We will be told that expropriation is an extremist measure. We reply that it is
actually a very moderate measure compared with the alternative – the extinction of humanity and countless other life forms.

We must build a mass, independent & integrated environmentalist movement fighting to win

More than a decade ago, environmentalists watched with hopeful enthusiasm as former Vice-President Al Gore and other celebrity reformers sought to persuade world leaders and corporate executives of the need to address the climate crisis. Under today’s political conditions and worsening climate, that
hopeful period looks naively utopian in hindsight.

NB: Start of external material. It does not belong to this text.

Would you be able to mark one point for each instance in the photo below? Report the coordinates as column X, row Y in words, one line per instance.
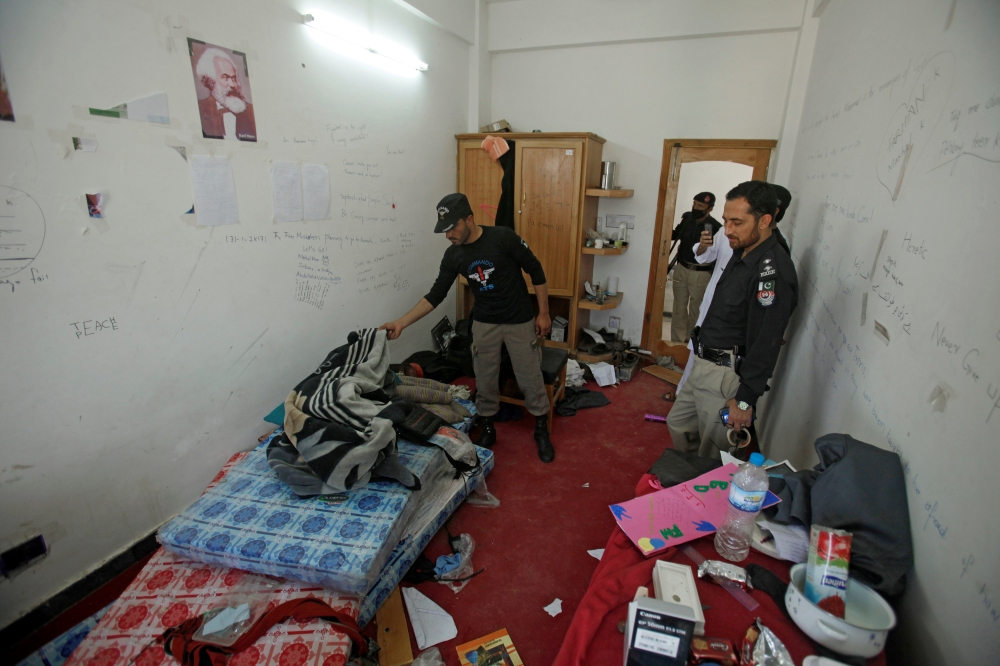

The celebrity reformers, along with their method of appealing to the rich and powerful using the handy tools of rational arguments and moral persuasion, achieved nothing. Or, insofar as the planet can report, less than nothing.

The corporations would only embrace environmentalism as part of a public image for themselves, as an advertising gimmick, and as a means of avoiding scrutiny for their crimes. All the worst polluters began promoting themselves as environmentally friendly, with the eager assistance from many environmentalists who were overjoyed to have friends in high places. Through this process, just as the official leaders of the environmentalist movement
seemed to be ascending to the top of society and gaining influence, they were actually descending into corruption and becoming part of the problem that they
had purported to solve.

The lessons of the old movement are painfully clear: environmentalists must
not step into the trap of adapting to the corporate “allies” or their political mouthpieces. New leaders must step forward to carry the movement beyond its old shortcomings. Independence from corporate interests, independence from the politicians and political parties who rely on corporate funding, is imperative for the movement to be able to speak with its own voice and assert its own demands. Otherwise, the movement will only continue ineffectually seeking progress through the same kinds of market-based measures that have not worked and will not work. The leaders of the movement must speak the plain truth: the oil, gas, and coal industries must be shut down.

Our potential allies are abundant. Just look around—look at the trail of human
destruction that has been wrought by this crisis, and you will find along that trail millions of people, bloodied but not broken, who want to survive and are looking for leadership. Look to the new generation of youth, who are not willing to accept that the end of the world must arrive before their own lives have barely begun. Look to the freedom fighters who are trying to save their democratic rights from the tyranny of oil oligarchs in authoritarian governments. Look to the poor and oppressed who have no stake in monopoly capital and no businesses from which to profit. And look to the millions of immigrants and refugees, fleeing from the hottest parts of the world and searching desperately for freedom, for a home. These are the real friends of the
environmentalist movement; these are the real allies. From that trail will emerge the greatest and most committed leaders that the movement has ever known. And from those friendships, may we all find new reasons why life is worth living, and why humankind is worth saving.